オープン神論についてはこのブログでも「オープン神論とは何か」という連載をしたことがあります(最終回に各回へのリンクがあります)し、その後も折に触れて書いていますが、書籍の形でまとまった文章を出版するのは初めてです。ということで、この言葉を聞いたこともない方々のために、なるべくわかりやすくオープン神論の概要を説明することを試みました。
いくつか鍵となる内容を列挙します:
- オープン神論の考え方がもっともよく理解できるのは、聖書を物語(ナラティヴ)として読む時である。
- 人間は真の意味での自由意志を与えられており、神はそんな私たちとダイナミックでインタラクティヴな関係を持ってくださる。被造物に自由意志を与えられたのは、神ご自身の自由で主権的な決断による。
- 未来は部分的に開かれている(オープンである)。つまり、未来は部分的に可能性として存在しており、そのようなものとして神に知られている。オープン神論は神の全知性を否定しない。
- 歴史は最初からすべてがプログラムされた自動機械のようなものではなく、生身の役者が演じていく現在進行中の生きたドラマである。
- オープン神論の核心は、「神は愛である」という、聖書的な神理解にある。
- この世に悪が存在するのは、愛が可能な世界を創造するために神が冒されたリスクである。

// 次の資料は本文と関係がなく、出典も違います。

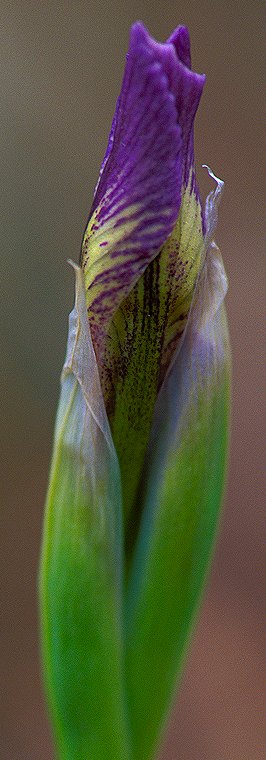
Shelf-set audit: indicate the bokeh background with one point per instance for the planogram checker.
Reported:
(61, 68)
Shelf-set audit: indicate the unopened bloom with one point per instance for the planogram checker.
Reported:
(140, 441)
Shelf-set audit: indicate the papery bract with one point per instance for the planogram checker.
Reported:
(141, 434)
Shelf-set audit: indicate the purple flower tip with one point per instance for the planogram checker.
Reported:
(181, 40)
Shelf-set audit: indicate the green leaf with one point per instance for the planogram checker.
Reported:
(81, 566)
(183, 489)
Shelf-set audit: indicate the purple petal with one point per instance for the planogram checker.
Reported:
(148, 159)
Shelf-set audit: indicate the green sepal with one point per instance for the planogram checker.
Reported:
(81, 566)
(183, 488)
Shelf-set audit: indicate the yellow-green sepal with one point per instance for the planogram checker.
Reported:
(184, 484)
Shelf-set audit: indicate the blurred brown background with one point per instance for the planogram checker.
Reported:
(61, 68)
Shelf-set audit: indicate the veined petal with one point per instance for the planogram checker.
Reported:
(81, 566)
(182, 486)
(139, 193)
(142, 249)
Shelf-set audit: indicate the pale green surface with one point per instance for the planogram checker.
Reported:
(183, 491)
(111, 660)
(81, 599)
(170, 579)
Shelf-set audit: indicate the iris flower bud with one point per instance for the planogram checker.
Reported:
(141, 433)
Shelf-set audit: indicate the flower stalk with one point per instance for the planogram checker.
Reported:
(141, 434)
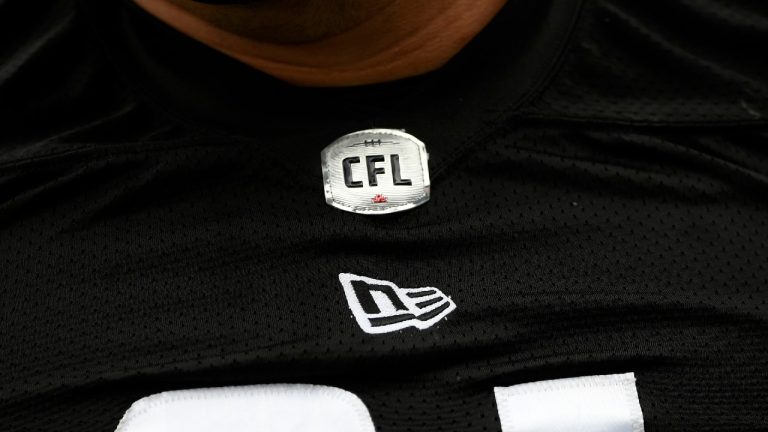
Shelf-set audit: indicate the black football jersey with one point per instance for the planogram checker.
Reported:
(599, 205)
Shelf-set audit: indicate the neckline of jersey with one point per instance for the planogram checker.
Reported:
(453, 109)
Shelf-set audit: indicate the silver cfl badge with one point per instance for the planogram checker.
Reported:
(376, 171)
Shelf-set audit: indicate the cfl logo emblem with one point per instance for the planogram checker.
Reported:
(373, 170)
(380, 306)
(376, 171)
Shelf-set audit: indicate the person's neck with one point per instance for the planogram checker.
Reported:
(401, 39)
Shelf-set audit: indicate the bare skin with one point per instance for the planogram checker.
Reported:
(330, 43)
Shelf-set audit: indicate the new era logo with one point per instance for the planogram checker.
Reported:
(380, 306)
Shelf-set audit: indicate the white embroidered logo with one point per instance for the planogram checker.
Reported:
(381, 307)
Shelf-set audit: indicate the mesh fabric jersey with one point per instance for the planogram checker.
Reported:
(599, 182)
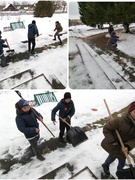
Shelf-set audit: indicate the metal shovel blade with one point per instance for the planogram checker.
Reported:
(10, 50)
(76, 136)
(128, 173)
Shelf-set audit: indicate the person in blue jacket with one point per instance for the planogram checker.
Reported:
(66, 111)
(32, 33)
(26, 121)
(3, 45)
(113, 39)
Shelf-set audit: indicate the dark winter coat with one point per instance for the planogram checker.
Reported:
(110, 29)
(58, 28)
(32, 31)
(65, 109)
(2, 45)
(126, 128)
(114, 39)
(27, 122)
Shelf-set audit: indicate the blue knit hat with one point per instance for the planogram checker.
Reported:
(22, 103)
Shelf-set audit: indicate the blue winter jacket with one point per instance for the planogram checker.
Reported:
(114, 39)
(27, 123)
(32, 31)
(2, 45)
(65, 109)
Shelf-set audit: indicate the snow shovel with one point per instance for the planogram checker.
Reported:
(26, 41)
(128, 173)
(75, 135)
(19, 94)
(10, 50)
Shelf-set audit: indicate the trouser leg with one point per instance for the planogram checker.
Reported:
(62, 129)
(33, 44)
(34, 146)
(59, 39)
(121, 164)
(109, 160)
(29, 44)
(3, 61)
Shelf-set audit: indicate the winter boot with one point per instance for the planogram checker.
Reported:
(40, 157)
(61, 139)
(106, 169)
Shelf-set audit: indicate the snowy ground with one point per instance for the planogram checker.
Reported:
(51, 62)
(89, 69)
(88, 153)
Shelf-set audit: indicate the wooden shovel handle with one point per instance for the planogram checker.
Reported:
(64, 121)
(42, 122)
(119, 137)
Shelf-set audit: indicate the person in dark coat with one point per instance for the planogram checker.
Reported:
(66, 111)
(32, 33)
(3, 45)
(58, 29)
(110, 29)
(113, 39)
(27, 123)
(126, 128)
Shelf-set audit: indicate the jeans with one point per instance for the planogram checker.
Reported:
(63, 126)
(34, 146)
(31, 41)
(110, 159)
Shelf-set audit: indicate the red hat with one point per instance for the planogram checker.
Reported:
(132, 107)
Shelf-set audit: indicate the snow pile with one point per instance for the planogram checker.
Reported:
(88, 153)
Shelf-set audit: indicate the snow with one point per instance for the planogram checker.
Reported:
(51, 62)
(87, 62)
(89, 153)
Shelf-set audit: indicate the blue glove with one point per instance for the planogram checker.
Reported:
(68, 119)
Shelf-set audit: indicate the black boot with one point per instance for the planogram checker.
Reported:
(40, 157)
(106, 169)
(61, 139)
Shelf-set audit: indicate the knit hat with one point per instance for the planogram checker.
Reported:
(33, 22)
(22, 103)
(113, 33)
(67, 95)
(132, 107)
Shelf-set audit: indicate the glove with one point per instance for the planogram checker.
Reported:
(127, 146)
(68, 119)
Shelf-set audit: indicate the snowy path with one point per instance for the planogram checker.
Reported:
(103, 74)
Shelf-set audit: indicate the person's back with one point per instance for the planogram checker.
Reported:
(110, 29)
(32, 31)
(113, 38)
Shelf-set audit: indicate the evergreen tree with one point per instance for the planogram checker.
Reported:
(106, 12)
(44, 9)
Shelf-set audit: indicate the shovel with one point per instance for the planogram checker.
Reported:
(26, 41)
(124, 173)
(75, 134)
(10, 50)
(19, 94)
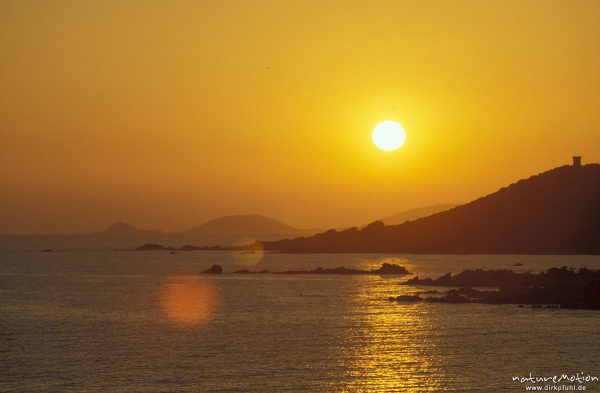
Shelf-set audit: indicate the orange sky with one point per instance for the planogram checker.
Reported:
(166, 114)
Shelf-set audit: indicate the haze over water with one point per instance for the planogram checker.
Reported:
(91, 319)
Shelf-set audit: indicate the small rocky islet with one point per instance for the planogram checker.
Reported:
(553, 288)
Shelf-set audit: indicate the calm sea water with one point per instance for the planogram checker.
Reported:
(90, 319)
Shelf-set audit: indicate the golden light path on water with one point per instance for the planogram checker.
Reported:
(188, 300)
(397, 350)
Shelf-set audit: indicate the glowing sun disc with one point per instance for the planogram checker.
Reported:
(388, 135)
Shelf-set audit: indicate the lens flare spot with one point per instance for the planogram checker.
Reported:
(251, 252)
(188, 300)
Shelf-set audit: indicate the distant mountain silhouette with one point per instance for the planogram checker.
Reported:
(123, 228)
(414, 214)
(556, 212)
(245, 224)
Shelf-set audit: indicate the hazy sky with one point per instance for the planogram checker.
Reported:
(169, 113)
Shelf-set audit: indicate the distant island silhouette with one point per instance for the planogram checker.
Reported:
(555, 212)
(248, 225)
(124, 228)
(414, 214)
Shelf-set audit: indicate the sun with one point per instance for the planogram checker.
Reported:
(388, 135)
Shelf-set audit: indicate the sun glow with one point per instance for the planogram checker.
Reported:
(388, 135)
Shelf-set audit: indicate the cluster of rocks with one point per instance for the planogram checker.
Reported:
(554, 288)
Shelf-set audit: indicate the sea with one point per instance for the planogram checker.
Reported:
(94, 316)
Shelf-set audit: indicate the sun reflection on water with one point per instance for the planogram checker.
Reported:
(188, 300)
(395, 346)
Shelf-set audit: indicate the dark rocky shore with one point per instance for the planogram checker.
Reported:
(556, 287)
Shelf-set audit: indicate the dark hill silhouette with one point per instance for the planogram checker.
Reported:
(414, 214)
(123, 228)
(555, 212)
(247, 224)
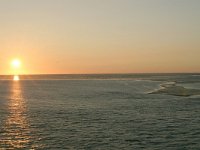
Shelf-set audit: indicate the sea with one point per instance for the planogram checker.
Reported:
(100, 112)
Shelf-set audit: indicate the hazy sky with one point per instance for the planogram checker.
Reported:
(100, 36)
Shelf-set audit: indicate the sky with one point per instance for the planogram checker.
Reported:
(100, 36)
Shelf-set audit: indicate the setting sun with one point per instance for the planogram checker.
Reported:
(16, 63)
(16, 78)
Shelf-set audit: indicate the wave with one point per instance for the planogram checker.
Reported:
(171, 88)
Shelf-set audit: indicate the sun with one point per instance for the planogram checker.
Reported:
(16, 63)
(16, 78)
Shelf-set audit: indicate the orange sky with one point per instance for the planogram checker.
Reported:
(112, 36)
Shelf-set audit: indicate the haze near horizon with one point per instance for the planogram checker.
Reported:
(108, 36)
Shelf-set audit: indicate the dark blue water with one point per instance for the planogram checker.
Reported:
(98, 112)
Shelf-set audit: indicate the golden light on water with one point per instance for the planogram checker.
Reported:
(16, 78)
(16, 126)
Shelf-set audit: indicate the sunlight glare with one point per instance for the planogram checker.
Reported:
(16, 78)
(16, 63)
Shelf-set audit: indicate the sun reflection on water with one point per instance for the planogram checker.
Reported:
(16, 127)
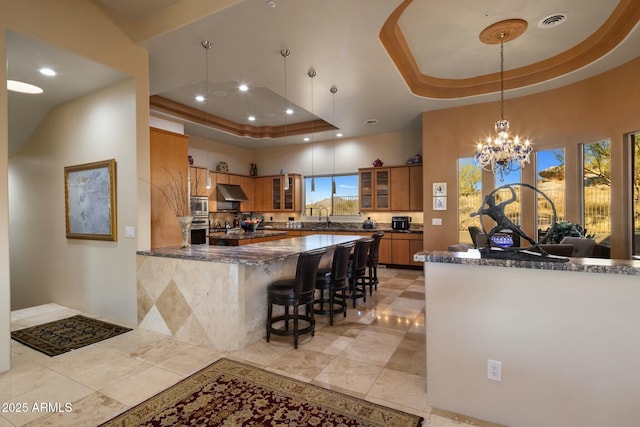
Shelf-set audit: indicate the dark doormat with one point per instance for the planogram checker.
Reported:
(61, 336)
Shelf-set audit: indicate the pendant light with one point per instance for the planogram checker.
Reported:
(503, 153)
(333, 91)
(312, 74)
(206, 45)
(287, 111)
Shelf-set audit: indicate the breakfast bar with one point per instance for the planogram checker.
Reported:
(566, 336)
(216, 295)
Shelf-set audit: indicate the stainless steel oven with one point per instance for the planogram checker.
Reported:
(200, 230)
(199, 206)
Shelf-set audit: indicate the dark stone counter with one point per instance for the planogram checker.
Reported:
(585, 265)
(253, 254)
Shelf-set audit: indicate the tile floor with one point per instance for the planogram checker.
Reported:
(377, 353)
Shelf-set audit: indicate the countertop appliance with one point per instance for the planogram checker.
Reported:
(200, 229)
(400, 223)
(200, 206)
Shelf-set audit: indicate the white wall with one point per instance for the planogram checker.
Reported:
(569, 344)
(83, 29)
(93, 276)
(5, 303)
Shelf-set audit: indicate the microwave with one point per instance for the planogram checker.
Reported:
(199, 205)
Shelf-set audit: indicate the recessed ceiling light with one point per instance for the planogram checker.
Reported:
(22, 87)
(47, 72)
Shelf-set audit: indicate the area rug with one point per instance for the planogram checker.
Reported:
(61, 336)
(230, 393)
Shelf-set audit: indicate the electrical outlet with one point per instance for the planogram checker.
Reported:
(494, 370)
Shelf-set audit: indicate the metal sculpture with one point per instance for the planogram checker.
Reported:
(496, 211)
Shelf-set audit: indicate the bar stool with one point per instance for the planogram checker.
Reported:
(295, 293)
(372, 262)
(332, 283)
(358, 270)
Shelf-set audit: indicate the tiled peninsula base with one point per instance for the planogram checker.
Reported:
(217, 295)
(215, 304)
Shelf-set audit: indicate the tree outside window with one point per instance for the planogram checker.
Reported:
(344, 201)
(596, 178)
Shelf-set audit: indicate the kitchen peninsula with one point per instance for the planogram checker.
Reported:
(567, 335)
(217, 295)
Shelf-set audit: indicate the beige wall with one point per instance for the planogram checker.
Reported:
(97, 277)
(605, 106)
(80, 27)
(569, 344)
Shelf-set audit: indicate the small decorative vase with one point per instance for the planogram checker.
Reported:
(185, 227)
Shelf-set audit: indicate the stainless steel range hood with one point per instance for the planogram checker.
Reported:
(231, 193)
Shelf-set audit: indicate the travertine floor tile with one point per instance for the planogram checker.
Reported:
(138, 387)
(376, 353)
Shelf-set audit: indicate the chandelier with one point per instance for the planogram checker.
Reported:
(503, 152)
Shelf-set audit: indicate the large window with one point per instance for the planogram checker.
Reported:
(635, 156)
(512, 210)
(344, 201)
(469, 196)
(551, 181)
(596, 178)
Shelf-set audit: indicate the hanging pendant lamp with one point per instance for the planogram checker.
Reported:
(503, 153)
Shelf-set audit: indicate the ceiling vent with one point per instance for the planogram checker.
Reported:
(553, 20)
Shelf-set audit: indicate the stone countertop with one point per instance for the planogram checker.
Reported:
(253, 254)
(584, 265)
(246, 235)
(334, 226)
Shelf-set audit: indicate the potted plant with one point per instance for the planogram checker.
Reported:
(176, 194)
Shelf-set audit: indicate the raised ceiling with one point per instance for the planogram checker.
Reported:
(390, 59)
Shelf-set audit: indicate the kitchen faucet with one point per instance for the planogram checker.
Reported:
(320, 215)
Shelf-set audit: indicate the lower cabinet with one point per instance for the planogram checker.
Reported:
(403, 246)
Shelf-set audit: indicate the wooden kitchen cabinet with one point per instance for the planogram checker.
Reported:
(403, 246)
(286, 200)
(396, 188)
(375, 188)
(168, 155)
(262, 194)
(198, 181)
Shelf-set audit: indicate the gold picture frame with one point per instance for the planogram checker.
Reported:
(90, 201)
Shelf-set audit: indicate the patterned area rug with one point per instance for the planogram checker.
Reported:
(231, 393)
(68, 334)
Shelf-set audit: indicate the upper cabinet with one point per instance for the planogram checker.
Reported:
(374, 189)
(286, 196)
(397, 188)
(198, 181)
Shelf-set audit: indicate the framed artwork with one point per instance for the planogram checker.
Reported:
(439, 203)
(90, 201)
(439, 189)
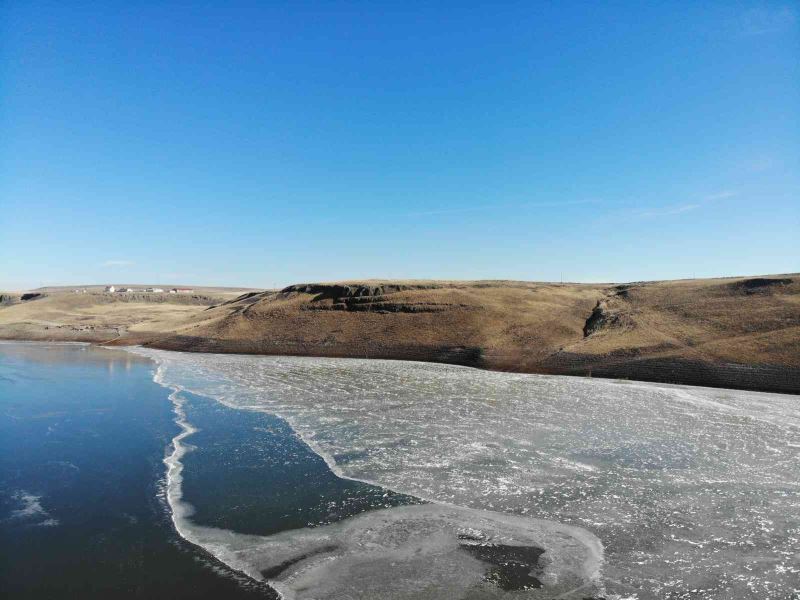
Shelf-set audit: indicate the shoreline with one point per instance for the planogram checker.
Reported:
(677, 372)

- オープン神論は神の全能性も否定しない。「力」「支配」「王権」といった、聖書に頻出する概念について、その真の意味を聖書から考え直していく必要がある。神の国の支配は、上からの強制によるコントロールではなく、謙遜に仕える愛を通して表される。
さらに詳しい内容については、一緒に収められた楽しい対話の数々とともに本書を読んでいただきたいと思いますが、本章の最後の部分を引用して終わります。
「焚き火のまわりで雪合戦」でも引用されている、「アスランのくだされた冒険にとびこむ」ということばは、私がナルニア国物語で最も好きな台詞の一つです。聖書が証しする全知全能の神は、何よりも愛なるお方であり、私たち一人ひとりを自由な存在として創造してくださいました。未来は部分的に開かれており、人生はリスクもあるけれども、本物の愛の関係が生まれる可能性に満ちた「冒険」です。その大いなる冒険にとびこむよう、神は私たちを招いてくださっているのです。